Hong Kong - Asian markets rallied on Thursday following a positive lead from Wall Street, with energy firms tracking a surge in oil prices as dealers welcomed a surprise drop in US stockpiles.
The US energy department said crude inventories fell almost twice as much as expected last week, fanning hopes about demand in the world's top economy and sending both main oil contracts rallying more than two percent.
The report was the latest positive for the oil market, which has been rallying since OPEC last month made an agreement to cut output in a bid to address a global glut.
While oil dipped on Thursday, the previous day's gains provided support to energy companies across Asia, with Hong Kong-listed CNOOC and PetroChina each up more than two percent.

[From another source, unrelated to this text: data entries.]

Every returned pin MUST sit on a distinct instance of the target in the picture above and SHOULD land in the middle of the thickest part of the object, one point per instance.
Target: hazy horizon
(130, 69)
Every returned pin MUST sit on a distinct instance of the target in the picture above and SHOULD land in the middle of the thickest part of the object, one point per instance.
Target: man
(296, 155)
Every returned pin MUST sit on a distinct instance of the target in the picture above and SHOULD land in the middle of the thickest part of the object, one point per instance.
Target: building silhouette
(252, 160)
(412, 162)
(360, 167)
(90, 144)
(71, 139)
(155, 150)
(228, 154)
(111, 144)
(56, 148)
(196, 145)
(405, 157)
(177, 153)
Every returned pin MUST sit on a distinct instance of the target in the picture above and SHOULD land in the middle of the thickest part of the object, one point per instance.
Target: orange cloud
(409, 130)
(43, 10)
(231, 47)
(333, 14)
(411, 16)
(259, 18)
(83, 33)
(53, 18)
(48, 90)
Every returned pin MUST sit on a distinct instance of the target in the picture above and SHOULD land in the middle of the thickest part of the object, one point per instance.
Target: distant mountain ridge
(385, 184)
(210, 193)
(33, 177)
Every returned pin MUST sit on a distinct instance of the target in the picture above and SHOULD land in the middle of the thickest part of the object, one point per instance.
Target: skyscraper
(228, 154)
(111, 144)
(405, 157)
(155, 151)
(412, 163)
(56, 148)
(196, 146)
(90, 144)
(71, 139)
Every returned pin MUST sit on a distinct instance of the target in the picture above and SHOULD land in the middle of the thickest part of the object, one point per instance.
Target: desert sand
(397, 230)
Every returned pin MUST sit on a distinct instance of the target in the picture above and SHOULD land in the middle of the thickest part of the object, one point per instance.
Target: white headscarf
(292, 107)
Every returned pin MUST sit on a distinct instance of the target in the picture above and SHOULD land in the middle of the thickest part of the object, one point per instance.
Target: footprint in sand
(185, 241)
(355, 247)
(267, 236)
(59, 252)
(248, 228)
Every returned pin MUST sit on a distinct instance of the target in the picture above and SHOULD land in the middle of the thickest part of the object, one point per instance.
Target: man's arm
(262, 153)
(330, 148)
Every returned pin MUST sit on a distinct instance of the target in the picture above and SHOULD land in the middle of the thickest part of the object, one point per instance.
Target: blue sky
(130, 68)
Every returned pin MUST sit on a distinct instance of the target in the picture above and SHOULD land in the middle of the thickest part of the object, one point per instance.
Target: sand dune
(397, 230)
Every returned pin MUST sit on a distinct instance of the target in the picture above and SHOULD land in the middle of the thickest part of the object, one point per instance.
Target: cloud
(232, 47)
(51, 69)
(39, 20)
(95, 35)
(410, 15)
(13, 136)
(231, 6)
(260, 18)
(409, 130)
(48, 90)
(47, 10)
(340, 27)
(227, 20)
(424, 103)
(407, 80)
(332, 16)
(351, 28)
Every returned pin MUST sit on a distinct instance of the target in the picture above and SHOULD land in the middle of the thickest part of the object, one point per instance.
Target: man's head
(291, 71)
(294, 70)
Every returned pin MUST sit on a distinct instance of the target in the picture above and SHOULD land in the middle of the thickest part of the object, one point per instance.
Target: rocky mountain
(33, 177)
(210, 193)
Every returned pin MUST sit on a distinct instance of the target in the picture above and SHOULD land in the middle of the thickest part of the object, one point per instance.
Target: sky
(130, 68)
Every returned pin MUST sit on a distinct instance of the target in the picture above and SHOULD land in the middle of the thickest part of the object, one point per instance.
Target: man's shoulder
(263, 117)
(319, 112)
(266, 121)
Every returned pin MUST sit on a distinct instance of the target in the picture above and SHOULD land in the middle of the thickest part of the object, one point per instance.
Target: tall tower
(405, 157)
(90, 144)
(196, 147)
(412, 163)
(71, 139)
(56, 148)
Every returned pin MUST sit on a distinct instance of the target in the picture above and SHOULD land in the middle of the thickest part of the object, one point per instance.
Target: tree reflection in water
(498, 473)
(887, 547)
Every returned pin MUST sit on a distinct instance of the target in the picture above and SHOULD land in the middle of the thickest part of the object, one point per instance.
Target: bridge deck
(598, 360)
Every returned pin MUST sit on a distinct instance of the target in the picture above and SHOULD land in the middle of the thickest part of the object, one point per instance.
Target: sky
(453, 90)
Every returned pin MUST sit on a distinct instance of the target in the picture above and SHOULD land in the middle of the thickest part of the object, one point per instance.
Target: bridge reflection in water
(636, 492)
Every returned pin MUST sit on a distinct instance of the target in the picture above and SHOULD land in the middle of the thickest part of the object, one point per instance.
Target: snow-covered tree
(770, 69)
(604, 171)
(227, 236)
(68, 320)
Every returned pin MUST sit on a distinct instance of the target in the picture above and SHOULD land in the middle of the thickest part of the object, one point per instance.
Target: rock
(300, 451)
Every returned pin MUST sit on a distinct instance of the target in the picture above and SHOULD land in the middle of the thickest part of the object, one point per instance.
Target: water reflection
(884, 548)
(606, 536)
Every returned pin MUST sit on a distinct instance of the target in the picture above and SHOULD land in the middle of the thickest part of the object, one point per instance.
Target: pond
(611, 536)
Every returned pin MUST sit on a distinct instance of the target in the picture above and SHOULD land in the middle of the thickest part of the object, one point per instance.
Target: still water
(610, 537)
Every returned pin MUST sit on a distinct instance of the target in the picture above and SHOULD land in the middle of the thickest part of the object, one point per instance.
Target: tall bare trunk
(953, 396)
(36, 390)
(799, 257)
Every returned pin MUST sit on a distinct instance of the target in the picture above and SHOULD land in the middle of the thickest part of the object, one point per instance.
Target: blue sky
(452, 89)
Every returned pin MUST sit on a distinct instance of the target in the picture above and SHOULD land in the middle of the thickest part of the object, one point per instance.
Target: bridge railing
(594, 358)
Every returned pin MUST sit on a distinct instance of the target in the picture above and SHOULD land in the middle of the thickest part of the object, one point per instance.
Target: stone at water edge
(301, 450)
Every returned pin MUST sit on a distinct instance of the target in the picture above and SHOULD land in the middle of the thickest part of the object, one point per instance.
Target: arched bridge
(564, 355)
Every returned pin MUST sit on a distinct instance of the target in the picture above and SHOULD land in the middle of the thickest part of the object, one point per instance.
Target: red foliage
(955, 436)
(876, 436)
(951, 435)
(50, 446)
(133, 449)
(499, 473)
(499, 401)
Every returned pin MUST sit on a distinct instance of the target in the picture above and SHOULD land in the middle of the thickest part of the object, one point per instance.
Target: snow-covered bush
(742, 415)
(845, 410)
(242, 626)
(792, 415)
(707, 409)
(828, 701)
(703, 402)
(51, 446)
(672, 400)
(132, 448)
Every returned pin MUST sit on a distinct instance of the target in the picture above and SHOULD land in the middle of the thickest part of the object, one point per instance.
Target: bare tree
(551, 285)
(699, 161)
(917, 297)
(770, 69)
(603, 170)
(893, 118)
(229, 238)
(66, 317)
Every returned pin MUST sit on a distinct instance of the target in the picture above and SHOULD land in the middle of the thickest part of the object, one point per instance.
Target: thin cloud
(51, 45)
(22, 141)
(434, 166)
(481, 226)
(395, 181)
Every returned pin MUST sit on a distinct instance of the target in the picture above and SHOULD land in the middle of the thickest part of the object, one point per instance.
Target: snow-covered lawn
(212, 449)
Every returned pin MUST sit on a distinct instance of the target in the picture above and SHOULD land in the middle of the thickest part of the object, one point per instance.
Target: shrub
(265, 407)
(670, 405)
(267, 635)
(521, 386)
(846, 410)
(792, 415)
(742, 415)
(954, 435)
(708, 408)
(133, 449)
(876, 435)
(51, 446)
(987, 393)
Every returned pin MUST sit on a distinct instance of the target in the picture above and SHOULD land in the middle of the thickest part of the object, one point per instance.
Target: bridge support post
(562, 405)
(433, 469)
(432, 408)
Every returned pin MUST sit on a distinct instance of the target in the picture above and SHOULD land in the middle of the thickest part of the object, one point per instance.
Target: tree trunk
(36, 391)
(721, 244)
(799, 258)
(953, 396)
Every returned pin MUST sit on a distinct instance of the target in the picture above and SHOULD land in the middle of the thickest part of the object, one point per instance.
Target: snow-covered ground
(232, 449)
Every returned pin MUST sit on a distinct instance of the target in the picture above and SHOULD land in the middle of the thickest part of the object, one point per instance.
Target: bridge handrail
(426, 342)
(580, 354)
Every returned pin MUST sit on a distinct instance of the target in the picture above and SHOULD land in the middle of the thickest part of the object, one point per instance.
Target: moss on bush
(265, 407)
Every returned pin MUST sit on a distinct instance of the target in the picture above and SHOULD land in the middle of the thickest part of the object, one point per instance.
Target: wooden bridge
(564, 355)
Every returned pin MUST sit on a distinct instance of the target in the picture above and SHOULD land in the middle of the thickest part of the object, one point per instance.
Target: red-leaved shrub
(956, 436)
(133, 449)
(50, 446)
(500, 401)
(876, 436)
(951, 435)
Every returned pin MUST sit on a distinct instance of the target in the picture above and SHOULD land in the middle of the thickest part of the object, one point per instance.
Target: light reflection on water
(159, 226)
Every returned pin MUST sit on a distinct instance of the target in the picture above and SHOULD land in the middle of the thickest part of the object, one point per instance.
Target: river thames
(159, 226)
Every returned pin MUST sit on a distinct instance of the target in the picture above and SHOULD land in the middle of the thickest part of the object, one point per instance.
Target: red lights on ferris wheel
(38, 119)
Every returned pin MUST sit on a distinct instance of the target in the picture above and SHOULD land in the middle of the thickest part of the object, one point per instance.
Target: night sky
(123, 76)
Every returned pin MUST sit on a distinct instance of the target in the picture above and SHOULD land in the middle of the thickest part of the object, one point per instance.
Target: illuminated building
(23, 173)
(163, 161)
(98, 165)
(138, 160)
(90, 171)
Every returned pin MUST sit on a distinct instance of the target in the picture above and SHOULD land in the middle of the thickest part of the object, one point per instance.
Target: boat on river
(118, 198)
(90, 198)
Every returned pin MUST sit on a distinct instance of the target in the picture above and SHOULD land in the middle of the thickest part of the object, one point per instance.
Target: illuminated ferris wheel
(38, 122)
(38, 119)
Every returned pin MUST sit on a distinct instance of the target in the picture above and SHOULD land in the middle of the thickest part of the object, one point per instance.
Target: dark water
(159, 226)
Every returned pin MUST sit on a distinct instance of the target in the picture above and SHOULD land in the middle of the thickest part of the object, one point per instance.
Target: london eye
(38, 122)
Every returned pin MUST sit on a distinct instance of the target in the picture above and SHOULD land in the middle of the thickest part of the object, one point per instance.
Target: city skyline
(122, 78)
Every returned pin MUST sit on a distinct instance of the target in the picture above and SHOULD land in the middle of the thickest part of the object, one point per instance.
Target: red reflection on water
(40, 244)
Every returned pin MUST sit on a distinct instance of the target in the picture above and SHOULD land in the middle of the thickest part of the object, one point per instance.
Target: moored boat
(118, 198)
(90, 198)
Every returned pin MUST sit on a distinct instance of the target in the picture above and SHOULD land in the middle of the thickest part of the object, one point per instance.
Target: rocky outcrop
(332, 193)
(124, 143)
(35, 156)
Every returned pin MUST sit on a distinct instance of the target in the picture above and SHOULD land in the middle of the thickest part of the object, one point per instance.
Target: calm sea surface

In Tokyo Inpex and Showa Shell Sekiyu gained more than one percent and BHP Billiton added 1.5%.
Those gains lifted broader markets and by the break Tokyo was 1%higher, while Hong Kong gained 0.8% and Shanghai put on 0.1%. Sydney, Seoul and Singapore each rose 0.2%.
Dealers are also keeping an eye on the final US presidential debate between market favourite Hillary Clinton and her Republican opponent Donald Trump.
"The presidential debate is a must watch for investors in the Asia-Pacific region," Michael McCarthy, chief market strategist in Sydney at CMC Markets, said in an e-mail to clients.
"A clear win for either candidate is important - markets are likely to buy Clinton and sell Trump."
On forex markets the dollar edged up slightly against the euro ahead of a closely watched European Central Bank meeting, the first since rumours emerged that it is considering tapering its vast stimulus scheme.
Despite the chatter, many analysts expect it to maintain its easing programme and possibly flag fresh measures in December.